ABANO TERME, ITALY--Despite crippling budgetary shortfalls, Russia's planetary exploration program is hoping to get at least one mission off the ground in the next few years. Speaking here yesterday at the 31st meeting of the American Astronomical Society's Division of Planetary Sciences, Mikhail Marov of the Keldysh Institute of Applied Mathematics in Moscow unveiled detailed plans for a mission to return a rock sample from Phobos, Mars's largest moon. But the mission could be no more than a pipe dream unless Keldysh researchers raise money from international partners or private sources.
Russia hopes to succeed in a try for Phobos where its predecessor, the Soviet Union, failed: In the late 1980s, two giant Soviet landers sent to Phobos failed, one due to human error, the other due to a computer failure. Calamity struck Russian space science several years later, when the Mars 96 spacecraft exploded shortly after launch. To many, the Mars debacle sounded a death knell for Russian space science (Science, 20 June 1997, p. 1780).
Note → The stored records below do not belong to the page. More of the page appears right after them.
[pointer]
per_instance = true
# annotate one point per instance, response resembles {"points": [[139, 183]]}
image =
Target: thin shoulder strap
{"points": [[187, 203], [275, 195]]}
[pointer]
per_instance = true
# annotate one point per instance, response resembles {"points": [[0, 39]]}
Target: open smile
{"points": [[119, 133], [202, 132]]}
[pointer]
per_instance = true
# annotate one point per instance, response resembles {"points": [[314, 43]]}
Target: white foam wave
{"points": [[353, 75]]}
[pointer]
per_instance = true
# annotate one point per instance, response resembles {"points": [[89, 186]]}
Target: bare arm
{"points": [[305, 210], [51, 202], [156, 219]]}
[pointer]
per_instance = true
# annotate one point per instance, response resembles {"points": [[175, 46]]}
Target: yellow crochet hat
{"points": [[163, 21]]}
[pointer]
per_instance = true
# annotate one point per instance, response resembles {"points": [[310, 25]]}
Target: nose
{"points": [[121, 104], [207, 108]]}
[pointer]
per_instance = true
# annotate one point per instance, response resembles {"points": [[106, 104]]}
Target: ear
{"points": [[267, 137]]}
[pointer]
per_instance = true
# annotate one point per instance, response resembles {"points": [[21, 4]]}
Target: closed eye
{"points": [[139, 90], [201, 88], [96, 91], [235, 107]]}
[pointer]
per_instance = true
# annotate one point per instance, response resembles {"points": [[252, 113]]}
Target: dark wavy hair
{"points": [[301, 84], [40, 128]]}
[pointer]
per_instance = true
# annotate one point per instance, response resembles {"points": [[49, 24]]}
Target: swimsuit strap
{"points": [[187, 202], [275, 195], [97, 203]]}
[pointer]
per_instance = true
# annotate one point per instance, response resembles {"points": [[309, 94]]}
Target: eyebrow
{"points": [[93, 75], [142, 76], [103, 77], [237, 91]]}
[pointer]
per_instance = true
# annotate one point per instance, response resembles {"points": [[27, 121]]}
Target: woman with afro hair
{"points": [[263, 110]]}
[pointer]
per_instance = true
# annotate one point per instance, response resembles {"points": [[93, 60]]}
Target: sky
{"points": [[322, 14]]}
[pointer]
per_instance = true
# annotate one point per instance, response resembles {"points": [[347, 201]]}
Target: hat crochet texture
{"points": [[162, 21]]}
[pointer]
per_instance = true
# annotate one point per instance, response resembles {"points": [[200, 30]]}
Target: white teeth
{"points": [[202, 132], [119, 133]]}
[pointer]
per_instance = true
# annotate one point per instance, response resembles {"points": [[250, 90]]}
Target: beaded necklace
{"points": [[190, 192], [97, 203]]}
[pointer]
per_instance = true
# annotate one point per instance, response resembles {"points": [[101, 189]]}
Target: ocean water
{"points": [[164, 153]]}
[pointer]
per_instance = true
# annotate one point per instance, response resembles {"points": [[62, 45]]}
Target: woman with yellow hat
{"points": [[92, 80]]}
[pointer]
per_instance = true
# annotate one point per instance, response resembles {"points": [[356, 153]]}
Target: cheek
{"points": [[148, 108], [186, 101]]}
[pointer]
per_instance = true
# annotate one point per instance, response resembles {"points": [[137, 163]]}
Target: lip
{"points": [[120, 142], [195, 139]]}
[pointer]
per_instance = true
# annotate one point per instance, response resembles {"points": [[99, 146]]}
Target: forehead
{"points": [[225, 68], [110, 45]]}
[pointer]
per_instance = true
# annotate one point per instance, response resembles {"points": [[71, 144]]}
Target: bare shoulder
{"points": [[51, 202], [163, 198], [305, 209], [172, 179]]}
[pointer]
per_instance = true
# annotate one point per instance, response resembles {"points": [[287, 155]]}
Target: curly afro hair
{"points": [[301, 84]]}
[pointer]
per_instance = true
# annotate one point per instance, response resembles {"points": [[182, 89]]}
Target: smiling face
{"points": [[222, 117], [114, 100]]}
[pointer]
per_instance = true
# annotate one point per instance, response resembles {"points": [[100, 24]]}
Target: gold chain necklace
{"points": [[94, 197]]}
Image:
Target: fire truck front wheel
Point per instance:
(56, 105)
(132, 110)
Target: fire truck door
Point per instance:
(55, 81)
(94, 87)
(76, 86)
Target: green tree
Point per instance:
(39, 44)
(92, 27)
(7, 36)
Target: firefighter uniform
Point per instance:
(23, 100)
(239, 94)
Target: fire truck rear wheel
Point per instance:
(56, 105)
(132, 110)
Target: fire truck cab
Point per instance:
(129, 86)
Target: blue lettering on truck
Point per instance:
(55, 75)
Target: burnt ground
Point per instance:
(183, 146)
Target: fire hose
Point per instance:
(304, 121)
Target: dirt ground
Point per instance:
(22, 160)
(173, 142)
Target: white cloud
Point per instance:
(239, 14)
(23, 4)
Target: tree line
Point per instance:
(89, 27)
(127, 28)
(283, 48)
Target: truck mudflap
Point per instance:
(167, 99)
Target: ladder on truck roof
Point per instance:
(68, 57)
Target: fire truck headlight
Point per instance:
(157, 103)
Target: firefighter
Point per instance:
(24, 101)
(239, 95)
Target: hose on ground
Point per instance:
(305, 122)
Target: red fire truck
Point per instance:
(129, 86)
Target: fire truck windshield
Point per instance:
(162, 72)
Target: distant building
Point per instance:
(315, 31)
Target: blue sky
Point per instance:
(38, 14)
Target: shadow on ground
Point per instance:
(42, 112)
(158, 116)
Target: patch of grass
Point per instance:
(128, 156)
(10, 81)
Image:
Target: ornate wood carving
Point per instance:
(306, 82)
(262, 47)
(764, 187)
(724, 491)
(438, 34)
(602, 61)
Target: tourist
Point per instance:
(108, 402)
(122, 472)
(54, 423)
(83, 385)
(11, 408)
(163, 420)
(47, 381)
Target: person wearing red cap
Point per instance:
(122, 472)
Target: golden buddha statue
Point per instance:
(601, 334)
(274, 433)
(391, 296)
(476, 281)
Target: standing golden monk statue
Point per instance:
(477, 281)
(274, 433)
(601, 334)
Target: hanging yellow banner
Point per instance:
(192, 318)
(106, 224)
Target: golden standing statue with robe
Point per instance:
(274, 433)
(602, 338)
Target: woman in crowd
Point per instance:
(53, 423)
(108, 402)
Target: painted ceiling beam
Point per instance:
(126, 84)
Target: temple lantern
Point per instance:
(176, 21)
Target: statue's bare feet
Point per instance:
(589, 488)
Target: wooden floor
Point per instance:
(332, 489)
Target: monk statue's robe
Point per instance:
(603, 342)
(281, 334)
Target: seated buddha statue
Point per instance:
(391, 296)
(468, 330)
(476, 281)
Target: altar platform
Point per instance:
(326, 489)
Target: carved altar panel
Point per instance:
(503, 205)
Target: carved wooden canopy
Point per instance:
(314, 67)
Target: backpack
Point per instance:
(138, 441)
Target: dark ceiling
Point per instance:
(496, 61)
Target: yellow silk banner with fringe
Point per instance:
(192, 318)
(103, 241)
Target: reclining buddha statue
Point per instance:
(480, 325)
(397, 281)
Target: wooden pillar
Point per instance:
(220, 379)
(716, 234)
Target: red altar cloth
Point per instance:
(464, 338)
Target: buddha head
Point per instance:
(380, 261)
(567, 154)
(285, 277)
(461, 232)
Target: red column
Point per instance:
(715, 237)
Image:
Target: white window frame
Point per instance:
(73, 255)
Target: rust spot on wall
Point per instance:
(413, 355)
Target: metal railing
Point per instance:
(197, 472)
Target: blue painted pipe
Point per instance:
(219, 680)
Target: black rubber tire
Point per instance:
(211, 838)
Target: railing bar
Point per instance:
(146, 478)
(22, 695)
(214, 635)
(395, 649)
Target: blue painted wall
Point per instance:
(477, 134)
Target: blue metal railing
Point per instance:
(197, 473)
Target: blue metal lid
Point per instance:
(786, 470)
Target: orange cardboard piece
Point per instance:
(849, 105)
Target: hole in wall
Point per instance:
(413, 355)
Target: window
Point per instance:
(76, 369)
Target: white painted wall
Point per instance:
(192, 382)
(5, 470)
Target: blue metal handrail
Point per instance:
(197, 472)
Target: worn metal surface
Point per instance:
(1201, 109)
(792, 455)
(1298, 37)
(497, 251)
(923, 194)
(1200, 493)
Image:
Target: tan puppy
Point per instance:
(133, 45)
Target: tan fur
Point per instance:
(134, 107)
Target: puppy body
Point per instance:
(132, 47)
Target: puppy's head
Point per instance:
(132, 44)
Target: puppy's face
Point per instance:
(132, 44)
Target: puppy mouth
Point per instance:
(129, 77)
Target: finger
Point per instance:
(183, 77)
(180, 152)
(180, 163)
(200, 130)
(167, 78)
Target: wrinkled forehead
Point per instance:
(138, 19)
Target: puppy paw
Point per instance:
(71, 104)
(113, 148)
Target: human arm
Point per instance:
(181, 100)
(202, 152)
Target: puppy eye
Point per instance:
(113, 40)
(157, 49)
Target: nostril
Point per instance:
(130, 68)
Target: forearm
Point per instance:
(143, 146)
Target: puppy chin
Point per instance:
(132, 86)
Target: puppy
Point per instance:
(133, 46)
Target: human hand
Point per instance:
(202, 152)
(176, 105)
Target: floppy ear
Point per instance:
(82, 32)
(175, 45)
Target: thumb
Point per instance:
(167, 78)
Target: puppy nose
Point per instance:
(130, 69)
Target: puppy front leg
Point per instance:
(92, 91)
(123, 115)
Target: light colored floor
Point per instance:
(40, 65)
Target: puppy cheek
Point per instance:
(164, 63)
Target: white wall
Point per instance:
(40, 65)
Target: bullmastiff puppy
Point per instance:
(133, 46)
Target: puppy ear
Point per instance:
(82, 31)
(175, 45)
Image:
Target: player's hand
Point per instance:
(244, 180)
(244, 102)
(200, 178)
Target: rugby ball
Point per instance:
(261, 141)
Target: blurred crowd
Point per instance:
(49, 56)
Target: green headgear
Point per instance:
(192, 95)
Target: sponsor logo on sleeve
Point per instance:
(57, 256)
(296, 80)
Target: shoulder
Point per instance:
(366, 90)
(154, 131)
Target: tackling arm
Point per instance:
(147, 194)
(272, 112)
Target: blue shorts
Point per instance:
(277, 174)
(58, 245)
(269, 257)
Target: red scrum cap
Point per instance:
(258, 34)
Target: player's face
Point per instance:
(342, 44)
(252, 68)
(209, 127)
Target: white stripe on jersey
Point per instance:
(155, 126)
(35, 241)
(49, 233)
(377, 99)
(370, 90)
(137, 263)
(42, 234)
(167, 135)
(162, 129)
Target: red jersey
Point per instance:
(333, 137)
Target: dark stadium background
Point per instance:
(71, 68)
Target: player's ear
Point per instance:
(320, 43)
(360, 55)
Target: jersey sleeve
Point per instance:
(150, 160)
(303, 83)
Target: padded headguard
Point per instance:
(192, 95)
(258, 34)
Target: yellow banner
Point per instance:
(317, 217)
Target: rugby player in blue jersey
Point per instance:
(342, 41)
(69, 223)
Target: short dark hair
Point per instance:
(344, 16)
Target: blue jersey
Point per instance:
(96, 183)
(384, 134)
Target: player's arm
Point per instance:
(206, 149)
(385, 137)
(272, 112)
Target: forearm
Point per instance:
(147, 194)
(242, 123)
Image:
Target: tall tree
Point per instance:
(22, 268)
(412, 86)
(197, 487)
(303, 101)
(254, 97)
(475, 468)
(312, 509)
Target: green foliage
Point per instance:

Whether the new Phobos probe emerges like a Phoenix from the ashes may depend on just how big--and expensive--a bird it is. "We've learned a lot from these experiences," says Marov, such as coming up with a simple design that could be used for a variety of missions in the solar system. And rather than go with a pricey Proton rocket, Keldysh plans to launch the mission as early as December 2004 on a cheap Soyuz-type rocket.
Using an ion engine comparable to the one now powering NASA's Deep Space 1 probe, the 2-ton craft would reach Phobos in 28 months, land on its surface, and take pictures. Then the probe will drill more than a meter deep into the surface and extract a few hundred grams of samples that it will bring back to Earth in April 2008. It would be the first mission to bring back a sample from a satellite other than our own moon.
Although Russia has had a Phobos sample return mission on the books for years, most experts had presumed the project dead--or at least dormant--considering that the scant money in Russia available for space science is being gobbled up by the International Space Station. But Marov says the mission could be undertaken for as little as $120 million--"less than most of NASA's Discovery and New Millennium space missions." Teaming up with NASA or the European Space Agency might be one way to get the mission going, he says. Another way would be to gin up support from the private sector.
Rich Terrile of NASA's Jet Propulsion Laboratory in Pasadena, California, doubts whether the mission Marov and his colleagues envision will receive the funding it needs. "These people have trouble getting their salaries," he says. And NASA's current Mars exploration program doesn't leave any room for a new mission together with the Russians, says Terrile.